Las empresas que elaboran sidra en Asturias, al igual que el resto de los sectores productivos, están preocupadas por la salud de todos los miembros de la familia sidrera asturiana y por las repercusiones económicas que esta crisis va a tener para el sector. "La cifra de ventas se está resintiendo, el riesgo de impagados aumenta, se precisará circulante adicional por parte de las empresas para relanzar el consumo cuando se normalice la situación y todo ello va a traer como consecuencia una tensión muy importante en las tesorerías de las empresas", indica María Cardín, presidenta de la Asociación de Sidra Asturiana (ASSA), que agrupa a las grandes empresas del sector.

"El principal desafío ahora es asegurar la viabilidad de compañías que hasta ahora eran viables y a las que esta situación pone en peligro", añade la empresaria, directora comercial y de marketing del Grupo El Gaitero.

Las empresas, sin apenas facturación, reducen todos los gastos posibles y plantean ERTE (Expedientes de Regulación Temporal de Empleo), para que no haya que cerrar definitivamente, explica. "Esta disminución del consumo se va a trasladar a toda la cadena de producción, llegando al sector primario", señala. María Cardín también reclama a la Administración que los ERTE que pueda presentar el sector sidrero sean considerados "como de fuerza mayor" ya que están ocasionados por el cierre del sector hostelero. "Esta declaración de fuerza mayor es, a fecha de hoy, la ayuda más importante que necesitamos porque evitará los despidos en el sector y una ágil resolución de los expedientes temporales de regulación de empleo. También confiamos en que la línea de créditos y avales, aprobada por el Gobierno de España, sea de verdad efectiva y ágil. Que esas cantidades de dinero publicadas lleguen de verdad a las empresas sin dilación ni trabas burocráticas", reclama la presidenta de ASSA.
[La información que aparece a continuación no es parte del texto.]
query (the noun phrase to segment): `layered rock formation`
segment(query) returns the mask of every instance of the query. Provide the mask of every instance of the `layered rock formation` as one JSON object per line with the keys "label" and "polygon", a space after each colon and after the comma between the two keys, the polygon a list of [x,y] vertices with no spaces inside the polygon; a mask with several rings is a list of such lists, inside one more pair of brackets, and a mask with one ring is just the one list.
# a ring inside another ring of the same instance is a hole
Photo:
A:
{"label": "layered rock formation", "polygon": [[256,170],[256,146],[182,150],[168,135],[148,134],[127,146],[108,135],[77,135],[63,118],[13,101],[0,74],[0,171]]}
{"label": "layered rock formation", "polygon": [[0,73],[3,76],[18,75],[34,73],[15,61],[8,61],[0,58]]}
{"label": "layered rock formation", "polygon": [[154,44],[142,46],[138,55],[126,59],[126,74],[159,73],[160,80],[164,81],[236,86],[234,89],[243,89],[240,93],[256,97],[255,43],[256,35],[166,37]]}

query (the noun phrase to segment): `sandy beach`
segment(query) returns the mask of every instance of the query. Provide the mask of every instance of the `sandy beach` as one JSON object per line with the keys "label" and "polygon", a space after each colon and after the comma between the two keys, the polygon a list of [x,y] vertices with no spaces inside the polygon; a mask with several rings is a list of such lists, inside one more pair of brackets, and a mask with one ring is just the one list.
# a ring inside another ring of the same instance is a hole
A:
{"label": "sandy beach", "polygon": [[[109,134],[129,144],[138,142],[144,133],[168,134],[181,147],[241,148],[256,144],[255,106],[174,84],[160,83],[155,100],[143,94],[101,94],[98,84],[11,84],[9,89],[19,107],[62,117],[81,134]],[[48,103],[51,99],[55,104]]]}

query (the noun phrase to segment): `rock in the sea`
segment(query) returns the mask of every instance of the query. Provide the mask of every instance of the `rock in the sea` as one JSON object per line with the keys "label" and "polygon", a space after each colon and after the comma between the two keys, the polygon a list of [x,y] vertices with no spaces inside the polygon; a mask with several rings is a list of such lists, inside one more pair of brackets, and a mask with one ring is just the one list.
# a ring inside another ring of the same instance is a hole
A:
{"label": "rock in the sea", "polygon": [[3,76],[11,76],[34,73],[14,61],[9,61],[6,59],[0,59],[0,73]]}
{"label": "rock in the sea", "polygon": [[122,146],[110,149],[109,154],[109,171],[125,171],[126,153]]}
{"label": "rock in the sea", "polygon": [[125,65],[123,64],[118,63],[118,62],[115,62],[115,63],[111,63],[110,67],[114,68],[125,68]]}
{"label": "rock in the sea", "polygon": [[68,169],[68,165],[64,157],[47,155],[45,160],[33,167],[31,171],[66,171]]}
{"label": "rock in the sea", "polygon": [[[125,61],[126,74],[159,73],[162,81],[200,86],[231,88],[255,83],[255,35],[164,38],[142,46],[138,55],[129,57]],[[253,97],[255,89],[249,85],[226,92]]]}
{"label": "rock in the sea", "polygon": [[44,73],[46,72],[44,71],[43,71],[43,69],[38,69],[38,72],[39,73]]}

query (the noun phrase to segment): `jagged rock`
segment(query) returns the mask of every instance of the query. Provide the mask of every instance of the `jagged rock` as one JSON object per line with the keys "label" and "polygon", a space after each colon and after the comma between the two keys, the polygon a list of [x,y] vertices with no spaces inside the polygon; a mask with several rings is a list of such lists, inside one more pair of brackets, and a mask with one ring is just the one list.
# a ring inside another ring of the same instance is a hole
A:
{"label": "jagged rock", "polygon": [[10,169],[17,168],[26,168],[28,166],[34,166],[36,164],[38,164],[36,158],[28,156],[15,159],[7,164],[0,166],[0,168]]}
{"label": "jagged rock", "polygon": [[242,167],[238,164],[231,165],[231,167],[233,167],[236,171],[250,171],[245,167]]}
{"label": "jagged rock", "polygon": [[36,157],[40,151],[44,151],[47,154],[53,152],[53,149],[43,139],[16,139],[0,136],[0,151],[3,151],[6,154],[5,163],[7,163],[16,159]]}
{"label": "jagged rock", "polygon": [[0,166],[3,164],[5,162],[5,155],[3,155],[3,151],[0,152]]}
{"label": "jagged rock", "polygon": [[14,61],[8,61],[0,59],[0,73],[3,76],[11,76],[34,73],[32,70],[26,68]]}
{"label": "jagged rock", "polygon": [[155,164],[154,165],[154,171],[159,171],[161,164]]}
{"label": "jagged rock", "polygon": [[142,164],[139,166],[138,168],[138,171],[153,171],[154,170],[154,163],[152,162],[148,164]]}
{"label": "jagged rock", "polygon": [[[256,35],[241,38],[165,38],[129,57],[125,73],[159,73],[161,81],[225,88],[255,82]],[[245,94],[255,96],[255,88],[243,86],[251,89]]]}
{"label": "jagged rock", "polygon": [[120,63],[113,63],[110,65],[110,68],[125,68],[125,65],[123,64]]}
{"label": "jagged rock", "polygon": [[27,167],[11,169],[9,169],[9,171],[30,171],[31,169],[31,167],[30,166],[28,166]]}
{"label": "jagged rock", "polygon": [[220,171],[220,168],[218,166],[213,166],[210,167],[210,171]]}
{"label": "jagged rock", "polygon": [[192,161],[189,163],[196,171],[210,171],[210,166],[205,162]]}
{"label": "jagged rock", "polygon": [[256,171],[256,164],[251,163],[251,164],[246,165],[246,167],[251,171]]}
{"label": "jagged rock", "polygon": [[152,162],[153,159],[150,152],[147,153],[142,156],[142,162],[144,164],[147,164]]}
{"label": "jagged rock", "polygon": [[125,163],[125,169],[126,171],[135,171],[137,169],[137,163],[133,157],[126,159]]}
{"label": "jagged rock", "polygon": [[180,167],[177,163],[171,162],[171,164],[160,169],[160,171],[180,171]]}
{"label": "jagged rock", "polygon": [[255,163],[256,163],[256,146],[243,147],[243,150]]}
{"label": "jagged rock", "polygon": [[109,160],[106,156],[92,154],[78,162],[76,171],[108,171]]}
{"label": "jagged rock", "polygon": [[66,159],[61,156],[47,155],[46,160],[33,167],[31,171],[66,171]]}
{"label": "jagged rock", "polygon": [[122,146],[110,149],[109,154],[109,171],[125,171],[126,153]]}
A su juicio, el posible aumento de ventas en alimentación no compensará, ni de lejos, la absoluta carencia de ventas en hostelería, motivada por el cierre de los establecimientos. "En nuestros productos el efecto de sustitución de lugar de consumo, casa por hostelería, es débil", reconoce.

En cuanto a las exportaciones, María Cardín señala que dependen del país de destino. Uno de los problemas que se están encontrando las empresas es tener contenedores disponibles, porque están parados en China.